From the 1970's through 2002, the National Licensed Beverage Association (NBLA) was the largest trade association in the hospitality industry, and served as a tobacco industry front group. The tobacco industry funneled money to the NLBA for years to ensure that the NLBA would publicly oppose smokefree policies in workplaces. The tobacco industry succeeded in influencing the NLBA, and used them to promote its agenda and challenge smokefree air legislation.
Read Big Tobacco Buys a Round for the National Licensed Beverage Association for historical background on the tobacco companies' relationship with the NLBA.
In 2002, the NLBA and the National Association of Beverage Retailers merged to form the American Beverage Licensees. The American Beverage Licensees (ABL) remains actively opposed to smokefree legislation, stating "ABL opposes the implementation of smoking bans and support the rights of business owners." The ABL also remains connected to the tobacco industry, as R.J. Reynolds Tobacco Company is listed as a 2007 Associate member.

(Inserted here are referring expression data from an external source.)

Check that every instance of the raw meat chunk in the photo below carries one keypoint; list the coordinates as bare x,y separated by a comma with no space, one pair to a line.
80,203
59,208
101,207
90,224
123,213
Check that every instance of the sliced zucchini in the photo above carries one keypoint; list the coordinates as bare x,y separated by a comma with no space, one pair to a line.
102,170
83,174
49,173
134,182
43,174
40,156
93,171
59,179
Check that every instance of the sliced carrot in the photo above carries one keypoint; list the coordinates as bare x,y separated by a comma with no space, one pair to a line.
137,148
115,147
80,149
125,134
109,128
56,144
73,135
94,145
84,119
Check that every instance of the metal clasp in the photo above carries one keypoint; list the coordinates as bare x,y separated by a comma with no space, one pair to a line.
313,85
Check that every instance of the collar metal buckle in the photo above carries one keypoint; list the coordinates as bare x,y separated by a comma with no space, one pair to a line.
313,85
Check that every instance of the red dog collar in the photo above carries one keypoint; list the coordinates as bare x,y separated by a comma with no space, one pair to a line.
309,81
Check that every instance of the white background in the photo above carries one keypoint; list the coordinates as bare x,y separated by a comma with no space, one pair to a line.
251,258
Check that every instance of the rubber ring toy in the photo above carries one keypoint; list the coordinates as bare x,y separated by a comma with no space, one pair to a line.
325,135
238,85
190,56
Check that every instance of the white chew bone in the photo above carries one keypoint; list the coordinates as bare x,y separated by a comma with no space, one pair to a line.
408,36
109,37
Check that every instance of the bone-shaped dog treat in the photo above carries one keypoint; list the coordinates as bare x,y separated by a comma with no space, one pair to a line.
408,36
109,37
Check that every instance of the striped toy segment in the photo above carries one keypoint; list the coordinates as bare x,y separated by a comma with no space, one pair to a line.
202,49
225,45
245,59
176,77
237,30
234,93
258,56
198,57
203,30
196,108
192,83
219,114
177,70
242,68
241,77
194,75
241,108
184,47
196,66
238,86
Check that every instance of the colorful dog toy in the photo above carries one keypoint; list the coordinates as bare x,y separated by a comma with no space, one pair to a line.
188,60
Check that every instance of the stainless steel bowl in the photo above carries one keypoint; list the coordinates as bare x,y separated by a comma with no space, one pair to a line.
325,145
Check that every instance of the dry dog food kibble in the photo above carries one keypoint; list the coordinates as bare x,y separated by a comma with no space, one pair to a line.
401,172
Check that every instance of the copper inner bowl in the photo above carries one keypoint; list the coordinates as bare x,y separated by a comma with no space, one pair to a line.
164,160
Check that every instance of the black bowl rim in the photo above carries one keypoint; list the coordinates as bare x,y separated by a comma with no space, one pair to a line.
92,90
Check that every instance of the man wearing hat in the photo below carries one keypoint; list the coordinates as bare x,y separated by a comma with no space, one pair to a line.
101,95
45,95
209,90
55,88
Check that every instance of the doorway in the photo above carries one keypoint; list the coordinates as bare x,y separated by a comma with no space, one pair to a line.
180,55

The January/February 2007 edition of the "ABL Insider" newsletter provides an explanation of their membership:
"Affiliate Members: The ABL has 41 Affiliate members that can be found in 34 states and represent 348 of 435 Congressional districts across the country. The associations are generally governed by boards of directors and focus on issues at the state level. Some of those issues include smoking initiatives and other, often municipality-based, issues."
Associate members, which include R.J. Reynolds, are "comprised of leading trade associations and companies either in the alcohol beverage industry or with interest in the alcohol beverage industry."
Many of the ABL's statewide affiliates are actively working to oppose to local and state smokefree laws that cover bars. The March/April 2008 issue of the "ABL Insider" states that both the Pennsylvania Tavern Association and the Licensed Beverage Dealers of South Dakota will focus on defeating statewide smokefree efforts in 2008.